Due to a flawed benefit approval process, legitimate SSDI claimants often must wait years to receive payments; at the same time, many unqualified persons receive benefits. First-time SSDI applicants are required to seek authorization from state officials, but any applicants who are twice denied can later appeal to one of the Social Security Administration’s (SSA) 1,500 Administrative Law Judges (ALJs). Although ALJs, on average, grant benefits in slightly more than half of appeal cases, the criteria used to determine rulings is hardly objective.
The 1946 Administrative Procedures Act grants ALJs “decisional independence” in approving or disapproving cases; this flexibility can often result in judicial decisions that are the product of individual guesswork. Furthermore, this “decisional independence” stipulates that ALJs cannot be punished by the SSA for disproportionately granting or rejecting benefits, regardless of the process through which they arrive at their decision. As the Wall Street Journal reported on May 19, 2011, certain judges have abused this systemic flaw by granting benefits at astronomically high rates. Judge David Daugherty, who sits in Huntington, West Virginia, awarded benefits in 1,280 of the 1,284 cases he decided in fiscal year 2010.
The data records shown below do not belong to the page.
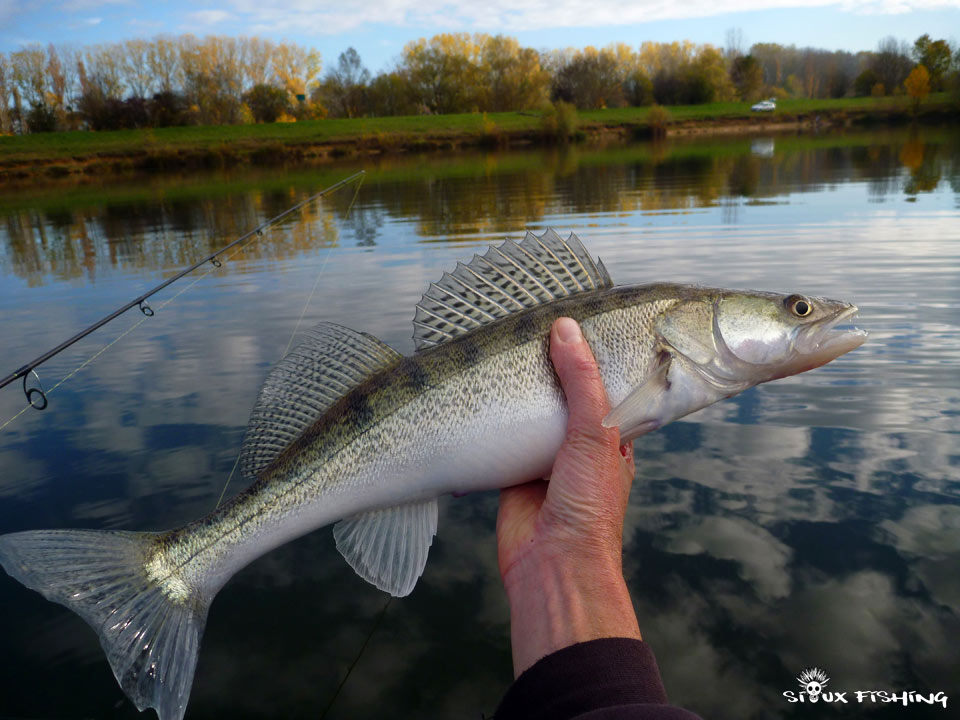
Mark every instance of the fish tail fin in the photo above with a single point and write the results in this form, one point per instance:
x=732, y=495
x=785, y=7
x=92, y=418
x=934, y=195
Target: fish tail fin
x=151, y=637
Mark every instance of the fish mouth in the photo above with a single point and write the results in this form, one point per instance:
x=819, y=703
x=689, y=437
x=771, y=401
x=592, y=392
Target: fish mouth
x=820, y=343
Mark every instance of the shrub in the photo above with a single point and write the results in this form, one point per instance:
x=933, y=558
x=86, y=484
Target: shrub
x=559, y=121
x=658, y=118
x=41, y=118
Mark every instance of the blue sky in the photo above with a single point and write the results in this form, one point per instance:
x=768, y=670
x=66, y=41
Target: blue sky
x=378, y=29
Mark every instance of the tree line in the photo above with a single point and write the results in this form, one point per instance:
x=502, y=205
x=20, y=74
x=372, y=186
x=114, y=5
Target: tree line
x=187, y=80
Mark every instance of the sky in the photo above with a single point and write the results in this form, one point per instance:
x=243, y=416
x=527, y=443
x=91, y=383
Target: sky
x=378, y=29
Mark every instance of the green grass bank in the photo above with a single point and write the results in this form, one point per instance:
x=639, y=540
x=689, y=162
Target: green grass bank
x=47, y=155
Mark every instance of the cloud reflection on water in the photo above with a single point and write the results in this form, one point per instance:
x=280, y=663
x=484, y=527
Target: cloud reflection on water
x=810, y=521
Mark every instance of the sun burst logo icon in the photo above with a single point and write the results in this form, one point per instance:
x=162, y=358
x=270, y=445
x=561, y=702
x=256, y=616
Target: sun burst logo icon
x=813, y=681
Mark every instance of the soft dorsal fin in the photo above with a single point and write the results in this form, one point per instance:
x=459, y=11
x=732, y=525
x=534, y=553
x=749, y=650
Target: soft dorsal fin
x=506, y=279
x=389, y=547
x=332, y=360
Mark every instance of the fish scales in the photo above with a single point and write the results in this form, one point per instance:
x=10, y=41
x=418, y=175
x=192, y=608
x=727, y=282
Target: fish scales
x=383, y=418
x=347, y=431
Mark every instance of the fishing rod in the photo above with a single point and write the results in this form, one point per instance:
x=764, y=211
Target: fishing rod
x=141, y=301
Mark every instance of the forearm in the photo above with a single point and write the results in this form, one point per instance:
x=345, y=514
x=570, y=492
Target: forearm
x=555, y=603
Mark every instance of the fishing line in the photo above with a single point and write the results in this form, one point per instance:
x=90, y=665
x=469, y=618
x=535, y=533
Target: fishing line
x=145, y=309
x=357, y=658
x=296, y=328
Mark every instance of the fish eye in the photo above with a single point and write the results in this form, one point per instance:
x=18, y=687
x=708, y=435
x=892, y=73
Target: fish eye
x=798, y=305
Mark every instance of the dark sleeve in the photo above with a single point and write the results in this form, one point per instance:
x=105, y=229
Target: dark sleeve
x=606, y=679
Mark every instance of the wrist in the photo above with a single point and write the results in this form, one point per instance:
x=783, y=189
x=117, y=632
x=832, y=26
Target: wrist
x=558, y=602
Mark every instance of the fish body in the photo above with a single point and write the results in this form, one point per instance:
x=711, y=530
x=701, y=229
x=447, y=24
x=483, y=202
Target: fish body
x=348, y=431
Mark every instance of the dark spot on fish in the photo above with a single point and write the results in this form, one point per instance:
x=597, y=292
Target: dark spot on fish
x=471, y=353
x=417, y=378
x=523, y=327
x=361, y=407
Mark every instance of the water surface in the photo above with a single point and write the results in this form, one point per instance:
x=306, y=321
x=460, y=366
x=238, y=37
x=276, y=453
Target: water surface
x=814, y=521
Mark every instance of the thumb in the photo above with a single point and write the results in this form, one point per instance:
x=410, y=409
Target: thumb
x=580, y=379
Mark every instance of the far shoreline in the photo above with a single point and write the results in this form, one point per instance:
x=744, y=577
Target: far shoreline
x=28, y=159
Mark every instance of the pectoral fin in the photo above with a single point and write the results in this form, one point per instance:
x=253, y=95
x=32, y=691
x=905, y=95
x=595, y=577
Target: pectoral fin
x=637, y=413
x=389, y=547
In 2010, the SSA detected $1.4 billion in overpayments to disability beneficiaries. Primary recipients of overpayments fall into two main categories: individuals who have returned to work, but are still receiving payments, and people who are no longer eligible for benefits due to medical improvement. These overpayments stem largely from the SSA’s inconsistent handling of Continuing Disability Reviews (CDRs), which are statutory, periodic examinations to determine whether current beneficiaries still qualify for benefits under the SSDI program. In 2011, 2.8 million beneficiaries are scheduled to receive a CDR, but the SSA will likely only complete 50 percent of this amount; creating a projected backlog of 1.4 million cases, causing millions of dollars in overpayments to ineligible beneficiaries.
Amplifying the SSDI program’s mountainous backlog problem is the addition to the applicant pool of a generation of retiring baby boomers, as well as disabled workers laid off from their jobs during the recession who are struggling to find new work. According to an August 23, 2011 analysis by the Heritage Foundation, “Just as unemployed older workers have been forced to apply for Social Security retirement benefits earlier than they expected, thousands of other unemployed people who have disabilities, or hope that they might qualify, are applying…” for SSDI benefits.
The trustees who oversee Social Security are calling on Congress to stabilize the SSDI program by reallocating money from the larger, yet still financially strapped, Social Security retirement program. This sort of myopic solution would provide only temporary relief and would expedite the inevitable bankruptcy of the Social Security retirement trust fund, which is currently projected to run dry by 2037.
In his July 2011 Back in Black budget plan, Sen. Tom Coburn (R-Okla.) proposed several thoughtful solutions to fix the problems facing the SSDI program, including implementing reforms to the review process of enrolled beneficiaries, developing a treatment plan for disabled benefit recipients in cases where medical improvement is possible, and simplifying the convoluted benefit appeal process. Sen. Coburn’s recommendations would allow the SSDI trust fund to remain solvent for 75 years. Whether or not Sen. Coburn’s reforms are adopted, the longer Congress waits to modernize and increase the efficiency of the SSDI program, the larger in scale and scope the program’s problems will become.